Introduction: Cardiovascular diseases (CVDs) are the leading cause of morbidity and mortality worldwide. Variability in drug response among patients is a significant challenge in CVD management, often influenced by genetic and pharmacogenetic factors. Personalized medicine offers a promising approach to optimize treatment efficacy and minimize adverse effects by tailoring therapies based on individual genetic profiles.
Methods: This study analyzed genetic polymorphisms associated with drug metabolism, efficacy, and safety in CVD treatment. A systematic review of pharmacogenetic data was conducted, focusing on key cardiovascular drugs such as statins, beta-blockers, and antiplatelet agents. Clinical trials assessing the impact of genetic testing on treatment outcomes were also evaluated. Additionally, computational tools were employed to model gene-drug interactions and predict patient-specific responses.
Results: Findings reveal that polymorphisms in genes such as CYP2C19, SLCO1B1, and VKORC1 significantly influence drug efficacy and toxicity. For instance, variations in CYP2C19 affect clopidogrel metabolism, leading to variability in antiplatelet response, while SLCO1B1 variants are linked to statin-induced myopathy. Incorporating pharmacogenetic testing into clinical practice improved therapeutic outcomes by guiding drug selection and dosage adjustments. Personalized strategies were particularly effective in reducing adverse drug reactions and achieving optimal lipid control and blood pressure management.
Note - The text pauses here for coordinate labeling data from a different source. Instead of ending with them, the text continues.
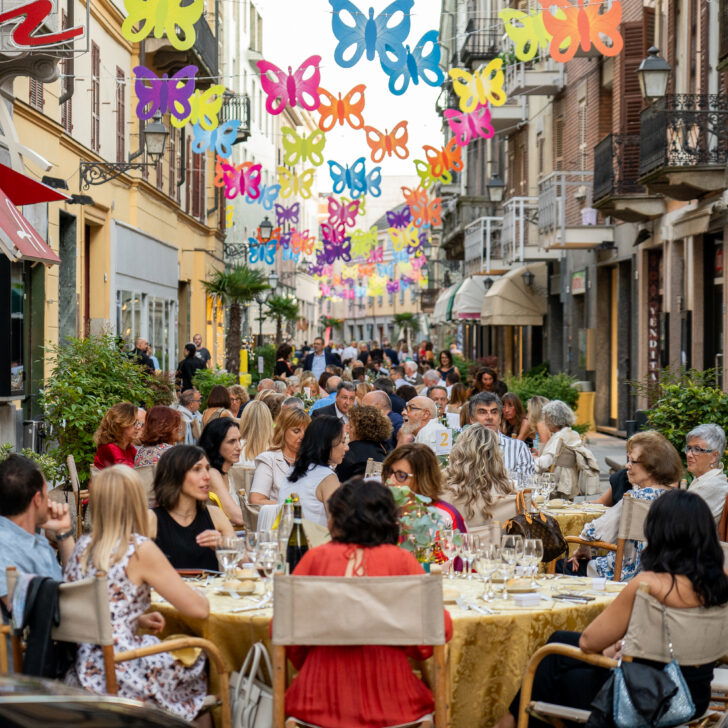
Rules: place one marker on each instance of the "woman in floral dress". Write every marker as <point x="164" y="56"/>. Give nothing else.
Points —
<point x="118" y="545"/>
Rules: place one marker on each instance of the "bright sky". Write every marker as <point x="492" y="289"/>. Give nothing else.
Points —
<point x="297" y="29"/>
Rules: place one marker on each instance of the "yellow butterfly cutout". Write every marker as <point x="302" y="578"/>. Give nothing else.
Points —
<point x="163" y="17"/>
<point x="296" y="184"/>
<point x="301" y="149"/>
<point x="204" y="108"/>
<point x="483" y="86"/>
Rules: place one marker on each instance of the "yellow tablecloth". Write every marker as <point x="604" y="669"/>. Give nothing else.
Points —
<point x="487" y="654"/>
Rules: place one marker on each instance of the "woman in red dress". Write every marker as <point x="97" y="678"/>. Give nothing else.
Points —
<point x="369" y="686"/>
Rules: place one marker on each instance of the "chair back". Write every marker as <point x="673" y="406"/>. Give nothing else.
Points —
<point x="698" y="635"/>
<point x="381" y="610"/>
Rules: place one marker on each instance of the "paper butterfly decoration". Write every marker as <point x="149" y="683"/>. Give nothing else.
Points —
<point x="162" y="17"/>
<point x="467" y="127"/>
<point x="425" y="212"/>
<point x="291" y="89"/>
<point x="342" y="111"/>
<point x="399" y="218"/>
<point x="164" y="94"/>
<point x="382" y="36"/>
<point x="388" y="144"/>
<point x="288" y="214"/>
<point x="584" y="26"/>
<point x="204" y="108"/>
<point x="422" y="63"/>
<point x="239" y="179"/>
<point x="219" y="140"/>
<point x="302" y="149"/>
<point x="296" y="184"/>
<point x="262" y="252"/>
<point x="355" y="178"/>
<point x="268" y="195"/>
<point x="450" y="157"/>
<point x="342" y="213"/>
<point x="485" y="85"/>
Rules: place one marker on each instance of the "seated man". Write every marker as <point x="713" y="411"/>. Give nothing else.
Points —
<point x="24" y="510"/>
<point x="487" y="409"/>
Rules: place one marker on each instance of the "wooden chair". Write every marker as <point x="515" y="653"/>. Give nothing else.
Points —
<point x="699" y="636"/>
<point x="393" y="610"/>
<point x="85" y="618"/>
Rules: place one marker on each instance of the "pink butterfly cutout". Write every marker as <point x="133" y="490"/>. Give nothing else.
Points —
<point x="466" y="127"/>
<point x="291" y="89"/>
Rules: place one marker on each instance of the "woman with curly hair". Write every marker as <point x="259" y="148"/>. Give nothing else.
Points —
<point x="370" y="431"/>
<point x="115" y="435"/>
<point x="476" y="480"/>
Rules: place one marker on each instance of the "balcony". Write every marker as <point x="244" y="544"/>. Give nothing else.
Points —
<point x="566" y="220"/>
<point x="203" y="54"/>
<point x="237" y="106"/>
<point x="519" y="239"/>
<point x="684" y="145"/>
<point x="482" y="41"/>
<point x="483" y="252"/>
<point x="616" y="191"/>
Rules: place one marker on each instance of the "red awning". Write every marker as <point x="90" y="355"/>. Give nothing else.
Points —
<point x="18" y="238"/>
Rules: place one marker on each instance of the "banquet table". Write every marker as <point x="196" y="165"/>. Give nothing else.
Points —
<point x="488" y="652"/>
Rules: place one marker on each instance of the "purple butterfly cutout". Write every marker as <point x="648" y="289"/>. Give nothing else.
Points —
<point x="164" y="94"/>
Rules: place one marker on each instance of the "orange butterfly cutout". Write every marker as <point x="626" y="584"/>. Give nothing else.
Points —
<point x="426" y="212"/>
<point x="347" y="110"/>
<point x="445" y="159"/>
<point x="388" y="143"/>
<point x="583" y="27"/>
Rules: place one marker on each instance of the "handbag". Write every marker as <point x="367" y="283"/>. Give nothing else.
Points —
<point x="537" y="525"/>
<point x="251" y="697"/>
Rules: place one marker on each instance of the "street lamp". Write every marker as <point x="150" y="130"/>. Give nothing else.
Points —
<point x="653" y="74"/>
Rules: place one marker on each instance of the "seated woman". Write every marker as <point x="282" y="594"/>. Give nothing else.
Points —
<point x="369" y="433"/>
<point x="256" y="432"/>
<point x="704" y="448"/>
<point x="653" y="468"/>
<point x="416" y="466"/>
<point x="218" y="404"/>
<point x="162" y="429"/>
<point x="221" y="442"/>
<point x="476" y="480"/>
<point x="120" y="545"/>
<point x="365" y="534"/>
<point x="313" y="478"/>
<point x="273" y="466"/>
<point x="184" y="526"/>
<point x="115" y="435"/>
<point x="682" y="566"/>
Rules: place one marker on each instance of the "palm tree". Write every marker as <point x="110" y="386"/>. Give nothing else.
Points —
<point x="235" y="287"/>
<point x="282" y="308"/>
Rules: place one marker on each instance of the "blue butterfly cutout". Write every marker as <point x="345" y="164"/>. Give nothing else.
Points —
<point x="417" y="65"/>
<point x="220" y="139"/>
<point x="375" y="36"/>
<point x="268" y="195"/>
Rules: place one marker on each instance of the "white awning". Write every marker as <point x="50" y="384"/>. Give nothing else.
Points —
<point x="468" y="301"/>
<point x="509" y="302"/>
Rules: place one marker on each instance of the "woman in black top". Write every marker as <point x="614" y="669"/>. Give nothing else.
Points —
<point x="370" y="432"/>
<point x="283" y="368"/>
<point x="187" y="529"/>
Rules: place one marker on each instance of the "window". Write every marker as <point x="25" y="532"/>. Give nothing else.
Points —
<point x="95" y="98"/>
<point x="120" y="115"/>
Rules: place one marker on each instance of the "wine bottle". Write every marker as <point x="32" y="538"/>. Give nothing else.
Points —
<point x="297" y="541"/>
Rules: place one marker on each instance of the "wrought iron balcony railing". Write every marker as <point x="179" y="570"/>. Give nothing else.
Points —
<point x="616" y="166"/>
<point x="684" y="131"/>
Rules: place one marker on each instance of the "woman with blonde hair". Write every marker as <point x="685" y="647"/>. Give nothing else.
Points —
<point x="476" y="480"/>
<point x="115" y="435"/>
<point x="273" y="466"/>
<point x="120" y="545"/>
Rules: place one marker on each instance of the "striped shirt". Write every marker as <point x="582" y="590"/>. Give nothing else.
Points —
<point x="516" y="455"/>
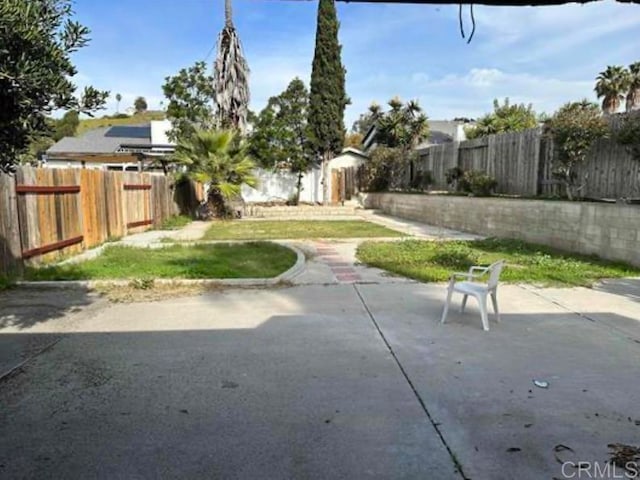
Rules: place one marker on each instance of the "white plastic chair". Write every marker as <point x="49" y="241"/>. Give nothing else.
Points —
<point x="479" y="290"/>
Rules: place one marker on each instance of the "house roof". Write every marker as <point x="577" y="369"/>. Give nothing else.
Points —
<point x="354" y="151"/>
<point x="105" y="140"/>
<point x="508" y="3"/>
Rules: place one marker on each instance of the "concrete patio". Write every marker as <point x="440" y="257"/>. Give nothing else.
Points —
<point x="317" y="381"/>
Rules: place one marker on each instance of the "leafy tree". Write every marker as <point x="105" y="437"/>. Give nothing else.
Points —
<point x="574" y="128"/>
<point x="37" y="38"/>
<point x="505" y="118"/>
<point x="384" y="169"/>
<point x="633" y="96"/>
<point x="279" y="137"/>
<point x="611" y="85"/>
<point x="118" y="100"/>
<point x="191" y="95"/>
<point x="367" y="120"/>
<point x="66" y="126"/>
<point x="140" y="105"/>
<point x="231" y="77"/>
<point x="403" y="126"/>
<point x="353" y="140"/>
<point x="328" y="98"/>
<point x="221" y="159"/>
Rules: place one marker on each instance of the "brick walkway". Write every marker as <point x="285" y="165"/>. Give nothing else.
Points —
<point x="341" y="267"/>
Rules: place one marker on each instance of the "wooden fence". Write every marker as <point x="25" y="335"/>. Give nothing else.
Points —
<point x="46" y="214"/>
<point x="523" y="163"/>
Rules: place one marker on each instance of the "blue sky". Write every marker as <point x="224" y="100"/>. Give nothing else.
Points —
<point x="544" y="55"/>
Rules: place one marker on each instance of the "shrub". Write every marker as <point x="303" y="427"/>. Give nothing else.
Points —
<point x="453" y="177"/>
<point x="455" y="256"/>
<point x="574" y="128"/>
<point x="629" y="134"/>
<point x="379" y="173"/>
<point x="422" y="180"/>
<point x="478" y="183"/>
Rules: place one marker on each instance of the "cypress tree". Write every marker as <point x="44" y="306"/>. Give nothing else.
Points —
<point x="327" y="98"/>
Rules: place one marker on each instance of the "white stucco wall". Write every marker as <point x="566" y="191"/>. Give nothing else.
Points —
<point x="346" y="159"/>
<point x="281" y="185"/>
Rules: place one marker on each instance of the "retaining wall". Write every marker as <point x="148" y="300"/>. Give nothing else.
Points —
<point x="610" y="231"/>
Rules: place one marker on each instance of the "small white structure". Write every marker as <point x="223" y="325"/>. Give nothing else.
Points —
<point x="280" y="185"/>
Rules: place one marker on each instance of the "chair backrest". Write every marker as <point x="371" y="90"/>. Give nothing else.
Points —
<point x="494" y="273"/>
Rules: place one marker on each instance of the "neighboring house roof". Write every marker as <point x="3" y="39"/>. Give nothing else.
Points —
<point x="354" y="151"/>
<point x="440" y="131"/>
<point x="515" y="3"/>
<point x="107" y="140"/>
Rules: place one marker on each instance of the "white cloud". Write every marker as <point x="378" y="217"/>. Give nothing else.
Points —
<point x="471" y="94"/>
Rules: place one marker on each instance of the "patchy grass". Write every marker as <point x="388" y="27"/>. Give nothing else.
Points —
<point x="5" y="283"/>
<point x="287" y="229"/>
<point x="526" y="263"/>
<point x="132" y="293"/>
<point x="175" y="222"/>
<point x="246" y="260"/>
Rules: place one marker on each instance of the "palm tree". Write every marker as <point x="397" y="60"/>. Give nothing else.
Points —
<point x="231" y="77"/>
<point x="220" y="159"/>
<point x="633" y="96"/>
<point x="612" y="84"/>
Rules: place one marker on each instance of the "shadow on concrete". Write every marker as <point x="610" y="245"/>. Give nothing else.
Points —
<point x="27" y="309"/>
<point x="297" y="383"/>
<point x="296" y="396"/>
<point x="626" y="287"/>
<point x="22" y="308"/>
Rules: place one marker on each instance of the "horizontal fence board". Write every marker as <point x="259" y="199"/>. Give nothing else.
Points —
<point x="48" y="214"/>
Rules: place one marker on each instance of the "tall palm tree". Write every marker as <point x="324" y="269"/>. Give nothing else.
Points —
<point x="612" y="85"/>
<point x="633" y="96"/>
<point x="220" y="159"/>
<point x="231" y="77"/>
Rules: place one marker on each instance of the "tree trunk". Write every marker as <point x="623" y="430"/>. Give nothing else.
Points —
<point x="326" y="158"/>
<point x="299" y="188"/>
<point x="227" y="13"/>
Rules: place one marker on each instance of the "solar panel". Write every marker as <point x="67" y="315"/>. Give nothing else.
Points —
<point x="130" y="131"/>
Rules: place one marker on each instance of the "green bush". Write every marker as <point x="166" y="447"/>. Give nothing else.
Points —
<point x="453" y="177"/>
<point x="478" y="183"/>
<point x="422" y="180"/>
<point x="5" y="283"/>
<point x="455" y="256"/>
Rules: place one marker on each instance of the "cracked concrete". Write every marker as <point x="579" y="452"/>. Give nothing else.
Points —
<point x="321" y="380"/>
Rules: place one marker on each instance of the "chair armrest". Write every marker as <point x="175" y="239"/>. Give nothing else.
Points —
<point x="470" y="274"/>
<point x="467" y="275"/>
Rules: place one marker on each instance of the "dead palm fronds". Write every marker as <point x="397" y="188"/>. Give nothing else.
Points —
<point x="231" y="77"/>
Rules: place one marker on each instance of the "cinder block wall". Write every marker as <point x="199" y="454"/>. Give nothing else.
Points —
<point x="608" y="230"/>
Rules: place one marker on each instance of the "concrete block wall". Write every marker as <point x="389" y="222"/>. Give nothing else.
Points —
<point x="610" y="231"/>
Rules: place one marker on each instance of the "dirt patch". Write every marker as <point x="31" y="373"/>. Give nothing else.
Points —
<point x="136" y="292"/>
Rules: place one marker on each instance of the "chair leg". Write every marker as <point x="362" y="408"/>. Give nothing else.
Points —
<point x="494" y="301"/>
<point x="464" y="303"/>
<point x="447" y="302"/>
<point x="482" y="302"/>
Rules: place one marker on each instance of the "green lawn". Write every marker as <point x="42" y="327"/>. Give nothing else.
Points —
<point x="286" y="229"/>
<point x="175" y="222"/>
<point x="526" y="263"/>
<point x="247" y="260"/>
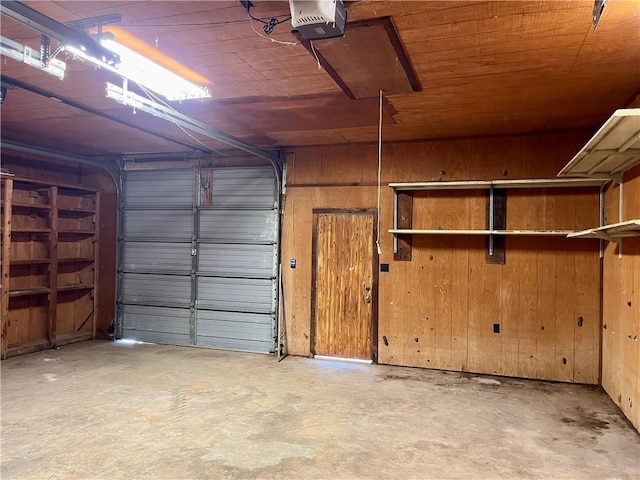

Conclusion: Genetic and pharmacogenetic factors play a pivotal role in the variability of drug responses in CVD management. Integrating genetic testing into routine clinical workflows can enhance the precision of treatment regimens, improving patient outcomes and reducing healthcare costs. Future research should focus on expanding genetic databases, developing cost-effective testing methods, and implementing personalized approaches on a broader scale.